[Organization] R - Study Notes - Getting Started

Download and related preparation

windows operating system

R download: https://www

.r-project.org/

Rstudio download: https://www.rstudio.com/products/rstudio/download/

Linux operating system CENTOS

R is already downloaded Rstudio after wget, the rpm file will not compile TAT without root privileges

Study book recommendation: https://xccds1977.blogspot.sg/2013/02/r.html

Reference: http://staff.ustc.edu.cn/~zwp/teach/Stat-Comp/R4beg_cn_2.0.pdf

                Going to the library to borrow "R in action"...

object

When R is running, all variables, data, functions and results are stored in the computer's memory activities in the form of objects, and are given corresponding names and codes.
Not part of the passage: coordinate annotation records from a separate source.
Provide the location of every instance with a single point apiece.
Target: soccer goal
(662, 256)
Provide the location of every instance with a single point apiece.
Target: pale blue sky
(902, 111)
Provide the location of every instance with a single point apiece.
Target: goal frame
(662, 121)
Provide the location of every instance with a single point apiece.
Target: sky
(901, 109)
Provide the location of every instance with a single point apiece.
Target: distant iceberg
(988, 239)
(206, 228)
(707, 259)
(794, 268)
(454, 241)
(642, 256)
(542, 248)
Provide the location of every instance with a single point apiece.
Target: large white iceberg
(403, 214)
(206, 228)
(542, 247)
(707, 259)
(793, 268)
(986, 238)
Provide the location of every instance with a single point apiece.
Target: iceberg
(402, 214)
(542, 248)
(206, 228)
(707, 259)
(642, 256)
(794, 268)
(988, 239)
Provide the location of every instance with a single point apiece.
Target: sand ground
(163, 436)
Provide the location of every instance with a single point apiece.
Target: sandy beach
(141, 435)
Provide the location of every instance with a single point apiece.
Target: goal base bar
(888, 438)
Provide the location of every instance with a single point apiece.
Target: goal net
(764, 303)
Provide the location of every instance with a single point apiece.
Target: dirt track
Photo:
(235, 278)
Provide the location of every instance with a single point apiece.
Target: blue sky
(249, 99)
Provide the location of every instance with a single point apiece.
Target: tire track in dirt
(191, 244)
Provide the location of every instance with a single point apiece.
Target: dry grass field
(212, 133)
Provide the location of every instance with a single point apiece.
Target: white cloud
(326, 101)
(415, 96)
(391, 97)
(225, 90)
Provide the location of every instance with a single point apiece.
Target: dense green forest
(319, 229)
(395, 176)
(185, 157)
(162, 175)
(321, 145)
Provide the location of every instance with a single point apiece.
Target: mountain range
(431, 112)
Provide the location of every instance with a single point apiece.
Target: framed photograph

Object's intrinsic properties:

    Type mode() Numeric, Character, Complex, Logical

    length length() the number of elements in the object

> x <- 1
> mode(x)
[1] "numeric"
> length(x)
[1] 1
> x <- "helloworld"; y <- TRUE; Z <- i
Error: object 'i' not found
> x <- "helloworld"; y <- TRUE; Z <- 1i
> mode(x);mode(y);mode(Z)
[1] "character"
[1] "logical"
[1] "complex"

Object operations:

Assignment/Modification: <-

remove: rm()

> rm(Z)
> ls()
[1] "x" "y"
> rm(list=ls())
> ls()
character(0)

Inf: +∞ -Inf: -∞ NaN: Not a Number

Classification of objects:

    Vector: distinction between external attributes dim and length,

    factor (numeric or character), array, matrix (two-dimensional array),

    Data frame: Consists of one or several vectors and/or factors, must be present, but can be of different data types,

    Time series: contains additional attributes such as frequency, time, etc.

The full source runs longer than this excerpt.